SCOM 2007 R2 Expired certs stop management server communication

SCOM 2007 R2 Expired certs stop management server communication

I had a funny one at work the other day.  We have a legacy SCOM 2007 R2 environment that just monitors our remaining Windows 2003 servers (I know don’t get me started!) .  Up until recently we had some Windows 2000 servers  in a firewalled domain, that  connected to SCOM via certificate authentication.   These certs were SHA1 and had long expired and i hadn’t given it much more thought.  That was until a co-worker asked it they were still needed as another project was behind schedule and he was having to extend the life of our SHA1 infrastructure.   I checked SCOM and i couldn’t see any agents that used cert authentication, so i was happy for them to expire. 

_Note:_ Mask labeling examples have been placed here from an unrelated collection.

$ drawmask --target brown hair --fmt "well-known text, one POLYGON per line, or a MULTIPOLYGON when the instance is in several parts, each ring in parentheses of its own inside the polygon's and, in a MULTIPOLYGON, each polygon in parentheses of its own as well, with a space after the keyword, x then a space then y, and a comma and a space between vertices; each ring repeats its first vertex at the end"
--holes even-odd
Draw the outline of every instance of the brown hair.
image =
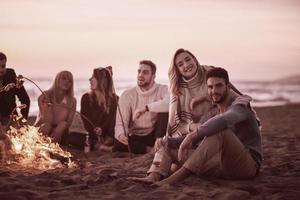
POLYGON ((98 105, 102 104, 105 112, 109 113, 112 99, 115 98, 111 72, 107 68, 99 67, 94 69, 93 76, 97 80, 97 88, 104 95, 104 99, 98 99, 93 90, 91 94, 96 97, 98 105))
POLYGON ((73 75, 71 72, 69 71, 61 71, 58 72, 55 76, 55 79, 53 81, 53 84, 51 86, 51 88, 47 91, 47 93, 49 93, 49 98, 51 100, 52 103, 57 103, 56 101, 56 93, 58 91, 59 88, 59 81, 60 79, 62 79, 63 77, 66 77, 67 79, 69 79, 71 81, 71 87, 70 89, 67 91, 65 97, 67 99, 67 103, 71 103, 73 98, 74 98, 74 80, 73 80, 73 75))
POLYGON ((141 60, 140 65, 142 64, 149 65, 153 75, 156 73, 156 65, 151 60, 141 60))
POLYGON ((197 60, 197 58, 194 56, 194 54, 192 54, 190 51, 185 50, 185 49, 177 49, 177 51, 175 52, 171 65, 169 67, 169 81, 170 81, 170 92, 171 94, 175 95, 175 96, 179 96, 181 95, 180 92, 180 87, 179 87, 179 83, 182 80, 182 75, 180 74, 178 67, 176 66, 176 57, 181 54, 181 53, 188 53, 195 61, 197 68, 200 69, 200 64, 197 60))

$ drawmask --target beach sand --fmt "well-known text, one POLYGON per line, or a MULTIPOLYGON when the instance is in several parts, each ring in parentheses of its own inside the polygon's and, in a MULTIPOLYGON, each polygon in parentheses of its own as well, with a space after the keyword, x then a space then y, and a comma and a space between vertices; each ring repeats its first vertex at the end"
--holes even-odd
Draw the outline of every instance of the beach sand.
POLYGON ((247 181, 190 177, 154 187, 142 177, 152 156, 71 150, 75 169, 24 173, 0 167, 0 199, 299 199, 300 105, 256 108, 262 120, 264 162, 247 181))

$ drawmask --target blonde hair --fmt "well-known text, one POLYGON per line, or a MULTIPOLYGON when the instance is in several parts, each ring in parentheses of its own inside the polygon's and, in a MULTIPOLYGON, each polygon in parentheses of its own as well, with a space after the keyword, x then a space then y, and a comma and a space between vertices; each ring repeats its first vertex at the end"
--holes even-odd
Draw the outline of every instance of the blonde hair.
POLYGON ((62 78, 67 78, 71 82, 71 86, 65 94, 67 104, 69 105, 69 103, 71 103, 74 98, 74 80, 73 80, 73 75, 71 72, 69 72, 69 71, 58 72, 55 76, 55 79, 53 80, 51 88, 49 90, 47 90, 46 92, 49 95, 49 98, 50 98, 49 100, 51 101, 51 103, 57 103, 57 99, 56 99, 57 92, 59 90, 59 82, 62 78))
POLYGON ((176 66, 176 58, 179 54, 184 53, 184 52, 188 53, 194 59, 198 70, 201 68, 200 64, 199 64, 197 58, 194 56, 194 54, 192 54, 190 51, 182 49, 182 48, 177 49, 177 51, 175 52, 173 59, 171 61, 171 65, 169 67, 169 72, 168 72, 169 81, 170 81, 170 92, 174 96, 181 95, 179 83, 182 80, 182 75, 180 74, 178 67, 176 66))

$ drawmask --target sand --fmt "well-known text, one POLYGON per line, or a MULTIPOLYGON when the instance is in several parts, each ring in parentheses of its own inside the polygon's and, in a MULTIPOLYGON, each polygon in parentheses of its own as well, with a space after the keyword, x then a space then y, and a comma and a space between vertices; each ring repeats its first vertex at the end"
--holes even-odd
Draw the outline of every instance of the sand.
POLYGON ((71 150, 75 169, 21 172, 0 166, 0 199, 299 199, 300 105, 257 108, 264 162, 247 181, 190 177, 153 187, 126 180, 145 175, 152 155, 71 150))

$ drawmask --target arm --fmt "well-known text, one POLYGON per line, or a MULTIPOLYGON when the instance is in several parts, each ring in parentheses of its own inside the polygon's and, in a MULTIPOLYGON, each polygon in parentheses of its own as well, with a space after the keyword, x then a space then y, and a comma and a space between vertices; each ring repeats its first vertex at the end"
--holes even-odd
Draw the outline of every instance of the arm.
MULTIPOLYGON (((89 96, 88 94, 84 94, 81 97, 81 106, 80 106, 80 113, 83 114, 84 116, 86 116, 89 120, 91 120, 91 116, 90 116, 90 112, 92 112, 92 108, 90 107, 90 102, 89 102, 89 96)), ((88 121, 84 118, 81 117, 84 128, 90 132, 93 133, 94 128, 92 127, 92 125, 90 123, 88 123, 88 121)))
POLYGON ((129 123, 132 116, 130 98, 128 94, 122 94, 117 108, 115 138, 121 143, 128 144, 129 123), (125 132, 124 132, 125 129, 125 132))
POLYGON ((170 102, 170 95, 169 95, 169 91, 168 91, 168 87, 165 86, 161 86, 161 90, 160 90, 160 96, 161 96, 161 100, 152 102, 150 104, 148 104, 148 109, 150 112, 155 112, 155 113, 159 113, 159 112, 163 112, 163 113, 167 113, 169 112, 169 102, 170 102))
POLYGON ((52 113, 52 107, 48 105, 48 100, 45 95, 40 95, 38 98, 38 105, 39 105, 39 116, 40 119, 36 123, 36 125, 41 125, 42 123, 48 122, 52 124, 53 121, 53 113, 52 113))
MULTIPOLYGON (((14 70, 12 70, 12 77, 13 77, 13 82, 16 84, 16 73, 14 70)), ((30 99, 29 96, 22 85, 20 88, 15 88, 16 90, 16 95, 18 99, 20 100, 21 104, 25 104, 26 108, 21 110, 22 115, 27 119, 28 118, 28 113, 29 113, 29 107, 30 107, 30 99)))
POLYGON ((70 127, 73 122, 75 111, 76 111, 76 99, 74 98, 72 101, 72 106, 70 108, 68 119, 67 119, 68 127, 70 127))

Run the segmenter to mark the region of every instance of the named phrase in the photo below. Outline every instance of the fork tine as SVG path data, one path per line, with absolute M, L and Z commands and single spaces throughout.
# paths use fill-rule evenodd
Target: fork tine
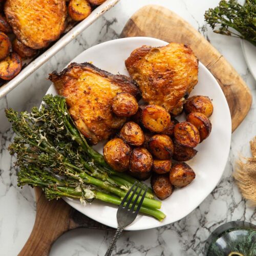
M 138 182 L 136 181 L 134 182 L 134 184 L 131 187 L 131 188 L 129 189 L 128 192 L 126 193 L 124 197 L 123 198 L 123 200 L 122 200 L 122 202 L 121 202 L 121 204 L 120 205 L 122 207 L 123 207 L 123 205 L 124 203 L 126 202 L 127 198 L 128 198 L 128 196 L 131 194 L 131 193 L 133 191 L 133 188 L 135 186 L 135 185 L 137 185 L 138 184 Z
M 140 190 L 139 192 L 138 193 L 136 198 L 134 200 L 133 205 L 132 205 L 132 207 L 131 207 L 131 211 L 133 211 L 134 210 L 134 207 L 135 207 L 135 205 L 136 205 L 137 203 L 138 202 L 138 200 L 139 199 L 139 197 L 140 197 L 140 196 L 141 195 L 141 192 L 142 191 L 143 189 L 143 186 L 141 186 L 140 188 Z
M 134 188 L 134 190 L 133 191 L 133 194 L 132 196 L 129 198 L 129 200 L 128 200 L 128 202 L 126 203 L 126 204 L 125 205 L 125 208 L 128 209 L 129 208 L 129 206 L 131 204 L 131 202 L 133 200 L 133 198 L 134 198 L 134 196 L 136 194 L 137 190 L 138 189 L 138 188 L 139 187 L 139 184 L 137 184 L 136 187 Z
M 139 213 L 139 211 L 140 210 L 140 207 L 141 207 L 141 205 L 142 204 L 144 199 L 145 198 L 145 196 L 146 196 L 146 193 L 147 190 L 147 187 L 146 187 L 144 194 L 143 196 L 141 197 L 141 199 L 140 199 L 140 202 L 139 203 L 139 204 L 138 205 L 138 206 L 137 207 L 136 211 L 135 211 L 135 214 L 136 215 Z

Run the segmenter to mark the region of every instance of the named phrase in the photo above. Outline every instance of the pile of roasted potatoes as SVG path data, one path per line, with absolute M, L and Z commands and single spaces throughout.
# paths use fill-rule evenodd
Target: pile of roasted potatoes
M 118 116 L 128 118 L 103 148 L 104 159 L 114 170 L 142 180 L 151 176 L 154 193 L 162 200 L 170 196 L 175 187 L 185 187 L 195 178 L 184 162 L 197 154 L 195 147 L 210 133 L 208 117 L 214 108 L 208 97 L 188 98 L 182 108 L 186 120 L 181 122 L 161 106 L 139 105 L 127 93 L 118 94 L 112 107 Z
M 0 0 L 0 86 L 19 73 L 23 60 L 34 57 L 105 1 Z

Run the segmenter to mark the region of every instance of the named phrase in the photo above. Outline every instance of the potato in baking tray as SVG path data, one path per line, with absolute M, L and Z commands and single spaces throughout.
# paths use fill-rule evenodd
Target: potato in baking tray
M 7 0 L 4 11 L 17 39 L 32 49 L 46 47 L 65 29 L 65 0 Z
M 0 61 L 0 78 L 11 80 L 19 73 L 22 68 L 20 57 L 15 52 L 13 52 Z
M 87 0 L 71 0 L 69 3 L 68 12 L 72 19 L 79 22 L 90 14 L 92 8 Z

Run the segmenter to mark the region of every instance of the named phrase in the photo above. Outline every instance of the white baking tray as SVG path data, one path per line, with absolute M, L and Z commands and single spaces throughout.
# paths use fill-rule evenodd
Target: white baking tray
M 74 38 L 75 38 L 84 29 L 93 23 L 106 11 L 113 7 L 119 1 L 106 0 L 94 9 L 88 17 L 76 25 L 67 34 L 56 41 L 49 49 L 42 52 L 38 57 L 31 62 L 15 77 L 1 87 L 0 99 L 17 86 L 19 83 L 36 70 L 61 48 Z

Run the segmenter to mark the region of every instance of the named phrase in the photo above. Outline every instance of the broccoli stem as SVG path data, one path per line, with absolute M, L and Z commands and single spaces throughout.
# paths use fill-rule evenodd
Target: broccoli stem
M 61 193 L 59 193 L 59 196 L 61 197 L 80 199 L 82 196 L 81 192 L 76 191 L 74 188 L 71 187 L 67 188 L 58 186 L 57 190 L 61 191 Z M 94 193 L 96 199 L 103 202 L 110 203 L 117 205 L 120 205 L 122 202 L 122 200 L 120 198 L 114 197 L 111 195 L 104 193 L 100 191 L 94 191 Z M 146 198 L 144 200 L 145 200 L 145 199 L 146 199 Z M 125 204 L 124 204 L 124 205 L 125 205 Z M 131 207 L 129 208 L 131 208 Z M 135 206 L 135 209 L 136 210 L 136 209 L 137 207 Z M 157 209 L 153 209 L 144 206 L 141 206 L 140 209 L 140 212 L 153 216 L 160 221 L 162 221 L 166 216 L 163 212 L 162 212 L 162 211 L 157 210 Z

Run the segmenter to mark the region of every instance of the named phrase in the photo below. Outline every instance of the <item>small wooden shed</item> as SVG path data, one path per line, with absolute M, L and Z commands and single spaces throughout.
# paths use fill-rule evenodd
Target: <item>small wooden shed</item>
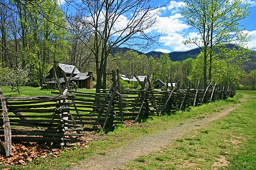
M 158 80 L 155 83 L 154 83 L 152 85 L 155 88 L 161 88 L 163 86 L 164 86 L 166 85 L 166 83 L 163 82 L 163 81 L 161 80 Z
M 88 71 L 88 73 L 81 73 L 73 65 L 57 63 L 56 73 L 59 78 L 59 81 L 61 85 L 65 84 L 65 80 L 63 78 L 63 75 L 65 75 L 67 78 L 71 75 L 73 70 L 75 68 L 75 71 L 71 78 L 71 82 L 76 82 L 79 88 L 93 88 L 93 82 L 94 78 L 93 76 L 93 73 Z M 46 82 L 46 86 L 54 87 L 56 83 L 54 77 L 53 69 L 52 68 L 49 71 L 49 75 L 47 77 L 48 79 L 52 79 L 51 80 Z

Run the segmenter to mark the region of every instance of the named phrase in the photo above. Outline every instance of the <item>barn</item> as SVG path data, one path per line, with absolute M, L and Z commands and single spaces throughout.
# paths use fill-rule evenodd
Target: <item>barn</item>
M 61 86 L 65 86 L 65 80 L 63 78 L 64 75 L 68 79 L 71 76 L 73 70 L 75 71 L 71 78 L 71 82 L 76 82 L 79 88 L 93 88 L 93 82 L 94 78 L 93 76 L 92 72 L 81 73 L 73 65 L 56 63 L 56 73 L 59 78 L 59 81 Z M 56 86 L 56 82 L 55 80 L 53 68 L 52 67 L 49 71 L 49 75 L 46 78 L 46 79 L 51 80 L 46 82 L 46 86 L 53 87 Z

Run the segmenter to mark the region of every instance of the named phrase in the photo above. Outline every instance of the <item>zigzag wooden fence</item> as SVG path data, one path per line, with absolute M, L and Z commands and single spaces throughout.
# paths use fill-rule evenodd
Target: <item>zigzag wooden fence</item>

This obviously was an error.  The 4 management servers (3 + 1 RMS) have certificated installed and configured to be used for SCOM by  the MomCertImport tool.  About 1 second after these expired, the 4 management servers, stopped talking to each other and we got about 100 “Unable to Connect” errors in the console.  When i checked the operations manager logs on each server, i could see that they were failing to communicate.  So i removed the cert from one of the servers and instantly was able to access the SCOM console on that management servers (again, don’t ask why the console is on there), however the management server itself couldn’t connect.  I restarted the server and it sprang back into life, however there were still errors in the event log.  It was complaining that a certificate was specified, but not available.  So i found the MomCertImport tool and ran it from the command line with the /Remove switch .  This followed by another reboot (Services restart would probably have been ok) resolved the issue, so i repeated this process on the remaining management servers.  I guess the take away is that in 2007, if you specify a certificate, SCOM will use this for all communications if it can.